Synopsis: [OBJECTIVES]We aimed to investigate the therapeutic benefit of lymphadenectomy[LA]for advanced ovarian clear cell carcinoma[OCCC]with no preoperative and/or intraoperative lymph node enlargement.Key words: Ovarian Neoplasms/surgery, retrospective study, Lymph Node Excision

[METHODS]From 2002 to 2021, we selected patients with newly diagnosed advanced OCCC with no preoperative and/or intraoperative lymph node enlargement. Patients who did not undergo primary surgery, had severe comorbidities, had residual disease after primary surgery, or did not receive postoperative adjuvant chemotherapy were excluded. Overall survival[OS]and recurrence-free survival[RFS]were compared between LA group and no-LA group.

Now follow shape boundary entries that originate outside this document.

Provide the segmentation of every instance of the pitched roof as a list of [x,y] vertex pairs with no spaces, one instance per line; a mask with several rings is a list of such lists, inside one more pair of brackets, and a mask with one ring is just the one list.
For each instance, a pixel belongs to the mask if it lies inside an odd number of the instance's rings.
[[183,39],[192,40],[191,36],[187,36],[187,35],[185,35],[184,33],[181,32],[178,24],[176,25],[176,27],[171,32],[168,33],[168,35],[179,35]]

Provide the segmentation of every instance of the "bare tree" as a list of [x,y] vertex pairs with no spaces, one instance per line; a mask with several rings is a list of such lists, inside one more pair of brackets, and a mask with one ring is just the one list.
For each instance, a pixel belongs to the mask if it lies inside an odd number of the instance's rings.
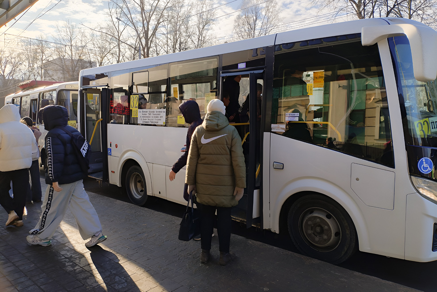
[[142,56],[148,58],[160,25],[165,21],[165,12],[170,0],[111,0],[122,10],[121,21],[135,32]]
[[43,63],[50,60],[53,54],[51,44],[46,36],[41,35],[37,39],[22,38],[24,48],[22,74],[25,79],[43,80]]
[[87,47],[89,42],[87,34],[69,20],[57,23],[52,38],[56,42],[55,59],[45,64],[46,79],[76,81],[80,70],[94,65]]
[[[189,49],[187,29],[191,18],[190,8],[186,0],[173,0],[167,9],[163,27],[159,31],[158,35],[160,35],[156,38],[154,42],[155,54],[160,54],[161,50],[169,54]],[[158,38],[160,42],[157,40]],[[160,46],[159,43],[164,45]]]
[[15,50],[0,47],[0,95],[4,96],[8,89],[13,88],[20,75],[20,68],[23,63],[21,53]]
[[200,0],[193,2],[191,7],[196,9],[191,11],[200,11],[193,15],[190,23],[189,37],[193,49],[203,48],[212,44],[213,28],[217,12],[214,9],[214,2],[209,0]]
[[275,0],[244,0],[234,24],[234,32],[239,39],[273,33],[282,21]]

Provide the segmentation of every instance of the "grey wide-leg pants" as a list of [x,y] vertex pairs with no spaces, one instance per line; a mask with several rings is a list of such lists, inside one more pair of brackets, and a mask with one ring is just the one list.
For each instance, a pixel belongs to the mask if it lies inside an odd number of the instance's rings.
[[64,218],[67,207],[74,216],[82,239],[87,239],[101,232],[99,217],[83,189],[83,181],[59,186],[62,189],[60,192],[55,191],[51,185],[47,186],[41,206],[41,217],[35,228],[29,233],[41,239],[52,238]]

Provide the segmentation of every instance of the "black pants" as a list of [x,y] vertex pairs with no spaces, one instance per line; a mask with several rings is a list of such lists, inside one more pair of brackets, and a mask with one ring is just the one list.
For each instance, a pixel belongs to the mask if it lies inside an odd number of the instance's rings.
[[[14,199],[9,196],[11,181]],[[0,172],[0,204],[8,213],[14,211],[18,215],[18,220],[23,220],[26,197],[30,191],[28,169]]]
[[[198,203],[197,206],[200,211],[200,236],[202,249],[211,249],[214,222],[217,222],[218,249],[220,251],[229,253],[231,241],[231,208],[208,206]],[[215,217],[216,210],[217,218]]]
[[28,195],[27,200],[34,202],[41,201],[41,182],[39,181],[39,162],[38,160],[32,162],[32,165],[29,169],[30,172],[30,179],[32,182],[31,193]]

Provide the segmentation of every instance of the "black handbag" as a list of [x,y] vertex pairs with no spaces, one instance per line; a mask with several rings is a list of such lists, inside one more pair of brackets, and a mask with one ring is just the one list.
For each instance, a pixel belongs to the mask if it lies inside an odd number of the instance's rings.
[[[191,201],[191,208],[190,208],[190,201]],[[192,238],[200,234],[200,218],[199,211],[193,207],[194,198],[193,191],[189,194],[188,203],[187,204],[187,209],[184,213],[182,221],[179,227],[180,240],[189,241]]]

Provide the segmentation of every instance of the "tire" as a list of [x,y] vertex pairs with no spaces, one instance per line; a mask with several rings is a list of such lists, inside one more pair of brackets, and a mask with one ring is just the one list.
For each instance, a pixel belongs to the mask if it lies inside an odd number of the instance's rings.
[[142,206],[147,201],[146,181],[142,169],[139,165],[129,168],[125,178],[125,187],[129,200],[133,204]]
[[358,248],[358,237],[352,219],[340,204],[318,194],[305,196],[290,208],[288,232],[303,254],[337,264],[350,257]]

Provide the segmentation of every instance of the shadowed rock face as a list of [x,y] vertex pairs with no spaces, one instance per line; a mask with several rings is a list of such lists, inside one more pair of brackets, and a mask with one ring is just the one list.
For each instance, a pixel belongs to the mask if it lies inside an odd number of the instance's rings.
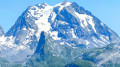
[[[45,40],[45,36],[49,36],[52,42],[50,39]],[[45,52],[63,58],[72,56],[74,59],[81,56],[80,49],[103,47],[120,40],[91,12],[75,2],[66,1],[55,6],[46,3],[30,6],[5,34],[5,39],[3,42],[6,43],[2,42],[0,47],[5,48],[5,51],[1,49],[0,56],[5,55],[9,60],[18,56],[28,59],[33,54],[44,56]],[[9,52],[8,48],[13,51]],[[24,61],[22,59],[19,58],[21,62]]]

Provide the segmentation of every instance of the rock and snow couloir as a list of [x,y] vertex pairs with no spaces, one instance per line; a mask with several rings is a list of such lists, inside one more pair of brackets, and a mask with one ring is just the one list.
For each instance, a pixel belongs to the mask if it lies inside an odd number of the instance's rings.
[[57,43],[73,48],[103,47],[120,41],[115,32],[75,2],[55,6],[43,3],[28,7],[0,37],[0,56],[10,62],[26,61],[34,54],[42,31]]

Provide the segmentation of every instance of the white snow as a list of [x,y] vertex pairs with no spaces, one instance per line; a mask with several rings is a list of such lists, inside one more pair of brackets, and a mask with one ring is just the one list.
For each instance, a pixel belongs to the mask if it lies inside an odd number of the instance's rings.
[[55,5],[55,7],[60,6],[59,11],[61,11],[64,7],[67,7],[67,6],[70,6],[70,5],[71,5],[70,2],[66,2],[66,3],[63,2],[63,3]]
[[[86,14],[79,14],[79,13],[77,13],[77,12],[74,12],[74,13],[79,17],[79,19],[80,19],[80,21],[81,21],[81,26],[82,26],[83,28],[87,27],[87,26],[88,26],[88,23],[89,23],[89,24],[92,26],[92,28],[93,28],[93,30],[95,31],[95,33],[96,33],[95,24],[94,24],[93,18],[92,18],[91,16],[88,16],[88,15],[86,15]],[[89,20],[88,20],[88,23],[87,23],[86,19],[89,19]],[[89,30],[89,31],[90,31],[90,30]]]
[[61,38],[58,37],[58,32],[57,31],[49,31],[50,36],[54,39],[54,40],[60,40]]
[[72,33],[73,38],[77,38],[76,35],[74,34],[74,29],[71,29],[71,33]]

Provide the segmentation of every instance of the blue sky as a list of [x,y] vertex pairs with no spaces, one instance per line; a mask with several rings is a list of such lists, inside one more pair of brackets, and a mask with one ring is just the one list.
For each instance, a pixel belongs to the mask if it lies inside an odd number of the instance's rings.
[[[28,6],[46,2],[55,5],[64,0],[1,0],[0,25],[7,32]],[[120,0],[67,0],[76,2],[92,12],[120,36]]]

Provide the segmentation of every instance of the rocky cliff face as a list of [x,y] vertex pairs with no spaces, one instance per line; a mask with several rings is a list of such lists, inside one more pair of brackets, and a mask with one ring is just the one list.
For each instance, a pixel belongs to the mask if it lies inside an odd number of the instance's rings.
[[[33,54],[43,53],[46,50],[43,49],[45,44],[41,45],[41,37],[44,36],[41,32],[45,33],[47,39],[50,37],[45,43],[54,42],[47,44],[52,55],[65,57],[67,48],[70,48],[76,50],[77,54],[72,54],[72,59],[81,56],[82,53],[77,50],[103,47],[120,41],[115,32],[75,2],[64,1],[55,6],[43,3],[28,7],[5,36],[0,37],[0,56],[10,62],[25,63]],[[65,54],[61,55],[61,52]]]

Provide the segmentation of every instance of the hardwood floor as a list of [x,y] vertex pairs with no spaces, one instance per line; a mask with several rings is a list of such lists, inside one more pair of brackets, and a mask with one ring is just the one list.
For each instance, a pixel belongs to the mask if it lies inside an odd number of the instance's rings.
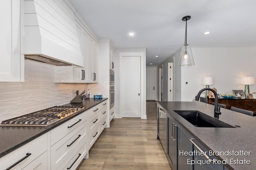
[[77,168],[171,170],[157,137],[156,104],[147,102],[147,119],[115,119]]

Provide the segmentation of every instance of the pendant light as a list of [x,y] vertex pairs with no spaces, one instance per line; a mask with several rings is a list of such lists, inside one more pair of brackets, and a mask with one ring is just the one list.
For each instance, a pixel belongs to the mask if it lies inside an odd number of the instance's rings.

[RESULTS]Sixteen patients met the eligibility criteria for this study. Pelvic and para-aortic LA in 9 cases, and LA was not performed in 7 cases. There were no significant differences in characteristics of the patients between the two groups. The 3-year RFS rate was 55.6% (95%CI 20.4-80.5) in LA group and 57.1% (95%CI 17.2-83.7) in no-LA group (p=0.78). The 3-year OS rate was 77.8% (95%CI 36.5-93.9) in LA group and 66.7% (95%CI 19.5-90.4) in no-LA group (p=0.29).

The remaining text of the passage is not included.